Em suma, Londero defende uma abordagem literária que abraça a complexidade, a ambiguidade e a dimensão sombria da existência humana, em oposição a uma visão utilitária ou higienista que busca patologizar e erradicar o suicídio. Ele vê a literatura não como uma “cura”, mas como um meio de conhecimento e de dar sentido à dor, mesmo que esse sentido seja o da negação ou da perda.
Menções de Escrita, Arte, Ferramentas, Projetos e Fontes de Inspiração
A seguir, a extração das menções diretas de escrita, arte, ferramentas, projetos e outras fontes de inspiração:
- Escrita e Arte (Gêneros, Formas, Conceitos):
- “ficção”: “fingimento pessoano”.
- “romance”: Os sofrimentos do jovem Werther de Goethe; a série 13 Reasons Why.
- Projetos e Iniciativas:
- “Concurso literário ‘Memória Viva: Histórias de Sobreviventes do Suicídio’” (da psicóloga Karen Scavacini).
- Outras Fontes de Inspiração (Autores, Obras, Conceitos):
- Cioran: Silogismos da Amargura; Nos cumes do desespero.
- Han, Byung-Chul: (mencionado por sua análise das “doenças neuronais” e da “sociedade de desempenho”).
- Georges Minois: História do suicídio.
- Mônica Manir: (jornalista da revista Piauí).
- A. Alvarez: (mencionado por sua visão sobre a arte e o sofrimento do artista).
- Georges Bataille: (mencionado por seus conceitos de literatura como “o mal”, “perda”, “transgressão”).
- Albert Camus: O mito de Sísifo (e o conceito de absurdo).
- Jean-Paul Sartre: (sua visão da leitura).
- Andrew Solomon: O demônio do meio-dia: uma anatomia da depressão (mencionado por sua descrição da depressão).
- Emil Kraepelin: (descrição da melancolia/depressão).
- Michel Foucault: (crítica foucaultiana da doença mental).
- Terry Eagleton: Teoria da literatura: uma introdução (criticado por sua visão da “crítica fenomenológica”).
- Maurice Merleau-Ponty: Fenomenologia da percepção e A prosa do mundo (por sua visão da linguagem e da leitura como experiência corporal).

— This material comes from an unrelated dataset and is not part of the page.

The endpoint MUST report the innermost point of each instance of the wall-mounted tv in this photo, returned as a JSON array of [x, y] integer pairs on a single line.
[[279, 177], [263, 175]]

- Roland Barthes: O prazer do texto (e a ideia do corpo na leitura).
- Jean Baudrillard: “terrorismo do código”.
- Jean-Luc Nancy: (mencionado em relação ao relativismo cultural).

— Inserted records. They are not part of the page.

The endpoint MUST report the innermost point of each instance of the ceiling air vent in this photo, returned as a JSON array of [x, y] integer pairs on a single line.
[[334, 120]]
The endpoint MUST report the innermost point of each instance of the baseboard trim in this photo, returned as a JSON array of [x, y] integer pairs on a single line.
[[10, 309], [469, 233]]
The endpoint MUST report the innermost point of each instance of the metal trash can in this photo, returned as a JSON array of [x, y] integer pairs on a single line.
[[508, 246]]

- Goethe: Os Sofrimentos do Jovem Werther (e o “Efeito Werther”).
- Jeffrey Berman: (mencionado por seu estudo sobre sobreviventes do suicídio literário).

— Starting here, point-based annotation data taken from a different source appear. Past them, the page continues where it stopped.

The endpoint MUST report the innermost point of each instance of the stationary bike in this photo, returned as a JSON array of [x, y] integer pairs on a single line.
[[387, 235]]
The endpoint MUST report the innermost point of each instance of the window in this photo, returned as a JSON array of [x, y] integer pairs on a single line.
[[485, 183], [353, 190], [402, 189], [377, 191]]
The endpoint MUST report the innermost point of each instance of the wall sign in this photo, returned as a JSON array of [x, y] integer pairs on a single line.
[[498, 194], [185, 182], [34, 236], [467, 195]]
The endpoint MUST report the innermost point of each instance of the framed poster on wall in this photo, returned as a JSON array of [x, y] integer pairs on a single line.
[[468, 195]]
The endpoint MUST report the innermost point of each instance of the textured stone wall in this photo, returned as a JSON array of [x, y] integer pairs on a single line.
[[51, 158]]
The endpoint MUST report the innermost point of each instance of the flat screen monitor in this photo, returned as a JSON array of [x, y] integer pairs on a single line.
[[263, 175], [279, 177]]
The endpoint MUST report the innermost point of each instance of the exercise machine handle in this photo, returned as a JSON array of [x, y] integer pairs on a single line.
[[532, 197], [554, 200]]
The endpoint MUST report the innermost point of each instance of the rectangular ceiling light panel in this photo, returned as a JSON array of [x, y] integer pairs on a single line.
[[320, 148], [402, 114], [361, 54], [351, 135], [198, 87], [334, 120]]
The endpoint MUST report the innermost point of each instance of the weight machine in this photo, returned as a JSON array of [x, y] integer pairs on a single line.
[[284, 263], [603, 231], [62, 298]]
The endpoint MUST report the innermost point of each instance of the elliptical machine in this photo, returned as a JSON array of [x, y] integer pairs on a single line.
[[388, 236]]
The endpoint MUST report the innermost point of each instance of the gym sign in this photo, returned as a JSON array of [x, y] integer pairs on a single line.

- David Foster Wallace: (como autor que usava notas de rodapé extensas).
- Platão: (mencionado por sua condenação da poesia trágica e o conceito de mímesis).
- Aristóteles: (mencionado por sua visão da imitação).
- Émile Durkheim: (mencionado por seu estudo sociológico do suicídio).
- Jay Asher: (autor do romance que inspirou 13 Reasons Why).
- Jean Paul: (citado na epígrafe final).
A reflexão de Londero, portanto, age como um espelho distorcido para a sociedade, refletindo não a imagem que ela quer ver de si (positiva e controlada), mas a sombria e desconfortável realidade da existência humana, que a literatura, com sua inerente “negatividade”, tem a coragem de confrontar.